The Amphitheatre of Tusculum and Albano Mountains,
Rome Worthington Whittredge (1820-1910)

the historic villa

Villa Cavalletti is one of the few Tuscolan Villas that have remained intact to the present day, 27 hectares of natural beauty, a real locus amoenus: immersed in the precious park and monumental avenues and surrounded by the ancient agricultural estate with historic olive grove and vineyard, sloping down in a striking view of Rome, the sea and the Castelli Romani. The site is rich in history. Built beginning in 1580 by Cardinal Cesi as a small country house, it was purchased in 1596 by Marquis Ermete Cavalletti. Originally a modest rural residence, the villa underwent several phases of construction from the late 16th century until the 18th century, transforming into a larger and more refined noble estate with Baroque architectural details and Italianate gardens.

the twentieth century

Beginning in the 1960s it became the General Curia of the Society of Jesus, led by Father General Arrupe who lives there, whose meetings were attended by the future Pope Bergoglio as Father Provincial of the Jesuits of Argentina. At that time the building adjacent to the historic villa with a magnificent view of the Castelli Romani and Rome was built. Considered by the Jesuits a privileged place for spiritual exercises, from the 1980s to 2014 it became the headquarters of the German Catholic Integration Community and since 2003 the seat of the prestigious Academy for the Theology of the People of God at the instigation of then Cardinal Ratzinger, future Pope Benedict XVI. In 2012 the Community changed its headquarters, moved to Rome, the Villa Cavalletti complex had to be completely rethought.

sustainable regeneration

The revival of such an important site in terms of historical, cultural and landscape value sees a project focused on the dimensions of social, environmental and economic sustainability by preserving the identity of Villa Rurale in a continuum of meaning of the place in close dialogue with local communities.
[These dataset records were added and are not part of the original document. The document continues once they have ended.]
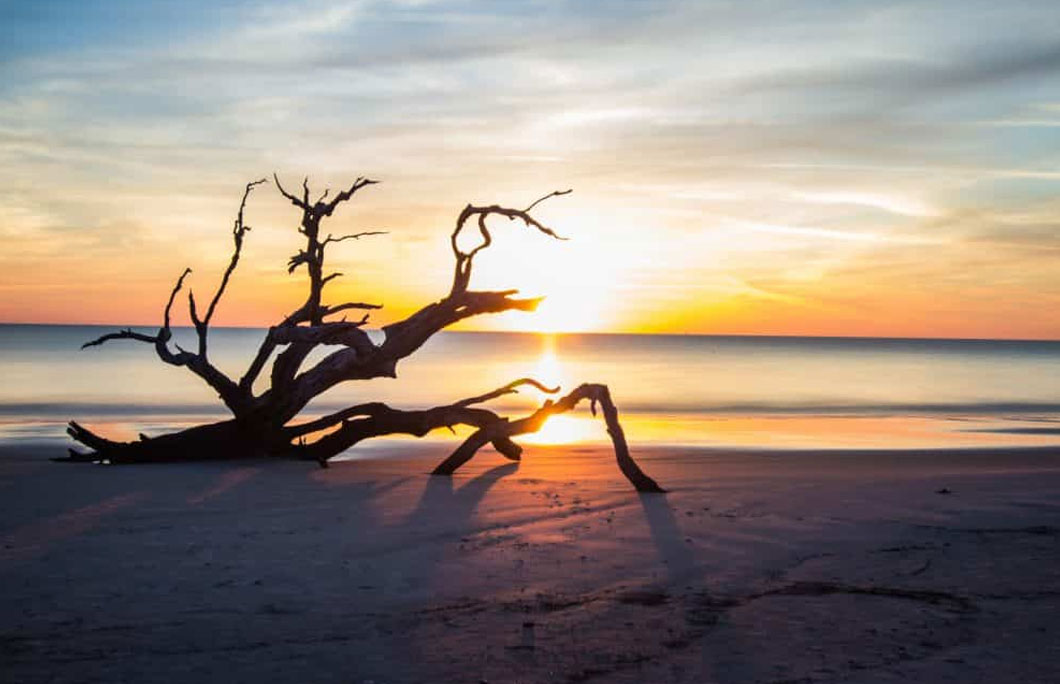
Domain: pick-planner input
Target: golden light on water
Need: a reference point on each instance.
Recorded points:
(565, 430)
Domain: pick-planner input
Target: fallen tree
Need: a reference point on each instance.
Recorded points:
(266, 423)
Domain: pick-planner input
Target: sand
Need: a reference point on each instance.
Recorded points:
(762, 566)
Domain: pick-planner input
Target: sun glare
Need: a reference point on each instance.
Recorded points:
(558, 430)
(581, 279)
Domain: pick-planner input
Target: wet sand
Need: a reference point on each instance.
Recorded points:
(758, 566)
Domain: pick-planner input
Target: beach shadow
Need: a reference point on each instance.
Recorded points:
(441, 500)
(669, 541)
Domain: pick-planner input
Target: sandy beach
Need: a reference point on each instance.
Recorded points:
(757, 566)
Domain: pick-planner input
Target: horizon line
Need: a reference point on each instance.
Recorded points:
(599, 332)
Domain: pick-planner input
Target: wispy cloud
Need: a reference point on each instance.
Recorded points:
(793, 145)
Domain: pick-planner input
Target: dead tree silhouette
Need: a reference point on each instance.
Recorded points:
(265, 423)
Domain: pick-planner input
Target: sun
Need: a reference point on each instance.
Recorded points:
(582, 280)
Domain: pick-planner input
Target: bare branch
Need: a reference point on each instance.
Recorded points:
(554, 193)
(355, 235)
(295, 200)
(328, 311)
(462, 268)
(239, 229)
(510, 388)
(506, 430)
(124, 334)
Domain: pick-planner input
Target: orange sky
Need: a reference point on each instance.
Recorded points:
(838, 171)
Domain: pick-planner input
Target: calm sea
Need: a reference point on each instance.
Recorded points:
(672, 389)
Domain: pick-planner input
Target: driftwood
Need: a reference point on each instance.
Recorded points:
(265, 423)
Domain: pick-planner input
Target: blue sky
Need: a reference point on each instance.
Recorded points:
(741, 167)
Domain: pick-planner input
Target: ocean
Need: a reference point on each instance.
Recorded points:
(747, 391)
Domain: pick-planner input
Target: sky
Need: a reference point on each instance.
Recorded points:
(815, 168)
A comprehensive process of redevelopment of the complex through a green building approach for the buildings, combined with the conservative restoration of the buildings was accompanied from the landscape point of view by the census of every single essence of the historic park and the restoration and care according to the organic method of the wine and olive estate. Villa Cavalletti is now proposed as an aggregating ecosystem of community, a shared space with light boundaries and connected experiences, a place where visitors, tourists, students can feel part of, where natural and spontaneous opportunities for exchange and confrontation can be created with the favor of the sublime surrounding beauty, a source of inspiration, spirituality and meditation. The method tool developed is the sustainability protocol that guides the complex of internal activities and especially shared and developed with the community.